Whilst the term was originally coined in 2005 (in a landmark study entitled ‘Who cares Wins’), its prominence has risen over the past few years, and it has become a critical influence in the success of businesses across all sectors.

We were able to hear about its importance from both sides of the deal room – from the investor and the entrepreneur.

I took away a number of reflections:

  • A company shouldn’t simply seek ESG ‘compliance’ for fear that this turns it into a tick-box exercise. Rather, as Giorgia expressed with evident passion, a company’s ESG strategy should be part of its DNA, led (and exemplified) from the top, but owned (and contributed to) by everyone within the organisation.

  • We were reminded that ESG is fluid and companies need to remain, as much as is possible, ahead of the curve – we’ve all recently experienced how geopolitical influences can have an immediate, and enormous, impact on an organisation’s markets and supply chains.

  • In a similar vein to green-washing, we heard a recent example of the gulf between a well-known company’s stated ESG ambitions and its recent practice – just talking about it and not doing it (or even doing the opposite) can throw up some very negative PR.

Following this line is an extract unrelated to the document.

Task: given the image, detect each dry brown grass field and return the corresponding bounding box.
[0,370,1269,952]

  • ESG strategy is synonymous with the qualities that we would expect from a successful, sustainable organisation – including, but not limited to; a care for the environment in which we live, a desire for all employees to have a meaningful and rewarding career, an appreciation of the importance of diversity, democracy and fairness. Also, that these qualities should extend up and down the supply chain.

  • Funders looking to invest in organisations will want to understand how well a company embodies ESG within its business – experienced investors will see beyond the quantitative measurement of ESG metrics and will appreciate the, often, more nuanced qualitative aspects.

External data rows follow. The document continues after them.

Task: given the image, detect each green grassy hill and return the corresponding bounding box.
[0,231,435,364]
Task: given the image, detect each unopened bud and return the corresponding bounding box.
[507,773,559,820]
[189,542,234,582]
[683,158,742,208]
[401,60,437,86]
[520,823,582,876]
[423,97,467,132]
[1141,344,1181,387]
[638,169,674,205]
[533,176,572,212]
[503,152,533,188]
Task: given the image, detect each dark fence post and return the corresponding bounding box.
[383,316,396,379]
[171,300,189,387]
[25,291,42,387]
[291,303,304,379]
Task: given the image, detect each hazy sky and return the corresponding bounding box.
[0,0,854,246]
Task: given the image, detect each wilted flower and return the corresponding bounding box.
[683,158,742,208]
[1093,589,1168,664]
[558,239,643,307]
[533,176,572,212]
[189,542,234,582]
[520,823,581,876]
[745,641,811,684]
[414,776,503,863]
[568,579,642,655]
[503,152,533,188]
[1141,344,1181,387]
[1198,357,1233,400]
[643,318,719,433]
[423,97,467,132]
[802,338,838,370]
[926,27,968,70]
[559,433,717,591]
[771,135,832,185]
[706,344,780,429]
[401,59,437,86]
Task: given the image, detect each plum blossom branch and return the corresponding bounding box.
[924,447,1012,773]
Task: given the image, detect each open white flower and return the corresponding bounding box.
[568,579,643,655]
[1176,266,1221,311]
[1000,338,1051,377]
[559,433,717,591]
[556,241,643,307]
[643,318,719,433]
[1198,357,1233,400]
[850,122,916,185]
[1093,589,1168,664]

  • Similarly, an entrepreneur with a passion for ESG will want to work with investors who share their passion and who appreciate that, at least in the short-term, it’s not always the lowest-cost route.

  • For both the entrepreneur and the investor, the positive impact that ESG can have on the longer-term financial performance of a company which can yield tangible financial benefits when exiting the business.

  • Finally, we discussed the vital impact that a positive approach to ESG can have in the public sector – both in the way that an organisation operates, both for and within its community, but also the way it interacts and enables excellence in the businesses within its area.